With schools set to open in just a few weeks, Illinois still doesn't have any way to send money to schools. K-12 funding has become the latest partisan battleground at the statehouse, and yesterday, one procedural misstep may have inadvertently made the gridlock even worse.
Standing at a podium in his office, Governor Bruce Rauner addressed a crowd of reporters. His staff had announced this press conference via email at 5 a.m. But the countdown leading up to it had begun much earlier. For six weeks, Rauner had been demanding that Democrats send him their school funding bill, Senate Bill 1, so he could veto the parts he didn’t like.
If it becomes law, SB1 will mark a historic change in the way Illinois supports schools, replacing a decades-old formula that relies on property taxes with a new evidence-based plan. Rauner likes that part. What he doesn’t like is the part he says gives too much money to Chicago Public Schools.
“SB1, in its current form, basically took the significant increase in school funding that I have advocated for and diverted hundreds of millions of dollars of it away from the classrooms around the state and diverted it to Chicago,” he told the media.
Rauner’s claims about SB1 being a “Chicago bailout” were rated “false” in a report released Tuesday by the non-partisan Better Government Association.
Rauner said he would strip away this unfair advantage CPS enjoys; but he also said his plan would send CPS $200 million more than the district currently receives.
Exactly how would that work? His staff said answers to that — and other questions — will be revealed later. The funding boost his AV would afford each district, touted at his press conference, had been detailed on his website for weeks. Those figures appear to have been based on simply taking $203 million from Chicago Public School's block grant and adding it to the k-12 appropriation contained in the state budget (Rauner's veto of that package was overridden). Those spreadsheets have been removed from his website while the Illinois State Board of Education models the changes wrought by Rauner's AV.
But perhaps the most urgent questions involved numbers that don’t have dollar signs — the number of votes needed to approve his changes.
Dave Dahl, from radio station WTAX, asked Rauner: “What makes you think that three-fifths of the House and three-fifths of the Senate will agree on any particular thing here?
“Well, Dave, great question!” Rauner said. “Upholding my amendatory veto requires a simple majority.” But other reporters chimed in to tell the governor the Supreme Court had ruled it would take a super-majority to approve or override his veto — a scenario hard to imagine in Illinois’ House of Representatives.

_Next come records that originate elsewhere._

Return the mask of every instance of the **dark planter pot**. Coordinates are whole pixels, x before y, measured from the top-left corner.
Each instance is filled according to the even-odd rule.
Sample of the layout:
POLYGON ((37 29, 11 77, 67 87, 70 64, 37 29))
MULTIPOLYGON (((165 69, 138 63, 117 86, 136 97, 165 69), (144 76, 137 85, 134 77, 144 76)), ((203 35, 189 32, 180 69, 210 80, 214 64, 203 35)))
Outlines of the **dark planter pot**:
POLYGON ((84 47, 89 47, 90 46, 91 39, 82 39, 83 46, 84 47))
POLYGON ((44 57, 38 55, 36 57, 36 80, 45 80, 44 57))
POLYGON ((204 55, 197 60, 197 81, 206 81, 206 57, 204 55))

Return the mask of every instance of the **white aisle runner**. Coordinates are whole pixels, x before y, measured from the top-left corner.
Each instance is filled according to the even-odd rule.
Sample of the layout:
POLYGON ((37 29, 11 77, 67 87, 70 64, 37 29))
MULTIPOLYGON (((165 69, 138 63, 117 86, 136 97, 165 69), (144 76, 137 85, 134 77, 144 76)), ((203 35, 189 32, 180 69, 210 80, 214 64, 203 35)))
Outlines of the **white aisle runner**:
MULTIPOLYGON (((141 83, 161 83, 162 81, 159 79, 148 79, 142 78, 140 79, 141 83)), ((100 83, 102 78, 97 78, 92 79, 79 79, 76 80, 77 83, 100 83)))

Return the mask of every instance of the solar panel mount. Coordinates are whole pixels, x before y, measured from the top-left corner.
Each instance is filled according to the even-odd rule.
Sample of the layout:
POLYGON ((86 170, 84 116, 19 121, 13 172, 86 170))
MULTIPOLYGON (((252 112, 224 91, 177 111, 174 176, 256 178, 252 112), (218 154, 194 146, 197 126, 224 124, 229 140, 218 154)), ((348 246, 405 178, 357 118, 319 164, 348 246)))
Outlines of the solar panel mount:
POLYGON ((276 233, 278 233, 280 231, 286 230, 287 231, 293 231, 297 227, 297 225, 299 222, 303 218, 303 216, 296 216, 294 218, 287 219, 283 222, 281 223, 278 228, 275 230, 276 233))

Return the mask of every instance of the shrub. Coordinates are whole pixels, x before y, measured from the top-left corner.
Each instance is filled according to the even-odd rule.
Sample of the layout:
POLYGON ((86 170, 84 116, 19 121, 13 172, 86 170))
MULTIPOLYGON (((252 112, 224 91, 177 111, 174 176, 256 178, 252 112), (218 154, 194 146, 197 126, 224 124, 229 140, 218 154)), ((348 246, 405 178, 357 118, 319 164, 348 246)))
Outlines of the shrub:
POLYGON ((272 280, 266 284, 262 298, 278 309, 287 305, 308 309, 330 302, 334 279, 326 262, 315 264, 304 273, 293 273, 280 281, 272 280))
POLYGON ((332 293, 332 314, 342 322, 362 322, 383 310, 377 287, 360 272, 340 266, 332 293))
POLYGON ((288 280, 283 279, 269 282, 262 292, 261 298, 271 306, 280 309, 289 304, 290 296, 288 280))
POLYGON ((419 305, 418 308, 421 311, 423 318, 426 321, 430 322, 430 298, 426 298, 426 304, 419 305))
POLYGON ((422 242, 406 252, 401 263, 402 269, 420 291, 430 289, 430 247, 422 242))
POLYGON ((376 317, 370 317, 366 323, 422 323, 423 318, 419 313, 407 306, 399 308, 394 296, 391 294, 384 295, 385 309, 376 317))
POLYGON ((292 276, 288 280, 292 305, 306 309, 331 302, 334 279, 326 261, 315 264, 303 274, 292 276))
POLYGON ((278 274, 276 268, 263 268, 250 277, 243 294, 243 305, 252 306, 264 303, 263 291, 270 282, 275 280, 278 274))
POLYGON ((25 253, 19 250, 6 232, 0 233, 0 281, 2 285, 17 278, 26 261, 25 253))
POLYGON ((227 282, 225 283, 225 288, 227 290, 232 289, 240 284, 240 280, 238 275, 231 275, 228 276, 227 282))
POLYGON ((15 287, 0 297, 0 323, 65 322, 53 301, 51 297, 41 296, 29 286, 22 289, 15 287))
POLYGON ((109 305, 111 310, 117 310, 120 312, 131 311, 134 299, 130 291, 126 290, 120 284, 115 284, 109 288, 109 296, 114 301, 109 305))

The governor, caught off-guard, repeated his themes.
“What we need is fair and equitable funding,” he said. “This bill should’ve been sent to my desk June 1st. I acted exactly quickly, exactly as I laid out, exactly as my Constitution sets. And we’re acting to protect all of our children, all across the state, including the City of Chicago, and treating them equitably.”
He quickly ended the press conference, leaving the issue of statewide school funding up in the air. Due to a clause in the budget, the state can’t send any money to school districts except through an evidence-based model.
State Sen. Andy Manar, a Democrat from Bunker Hill, is the sponsor of SB1 (it’s his 4th try at a school funding overhaul in as many years). He’s also on the bipartisan team of negotiators that has been working to reach a compromise. And despite the veto, he sees no reason to stop.
“Maybe our route’s a little more difficult now, but in reality, we can pick up where we left off,” he says.
“So then the question is: Governor, what’s your Plan B? What are you going to do now? Because we are not going to accept the veto as written.”
New demands have reportedly crept into the conversation, things like mandate relief, private school vouchers, collective bargaining units. Manar was reluctant to confirm or deny.
“I’m not going to go into details about specifics of a negotiation,” he said. “The best thing we can do is go right back to that table and begin those conversations with the people who are willing to do it, and negotiate in good faith. We had that going.”
School districts expect their first installment of state funds on Aug. 10, just 8 days away.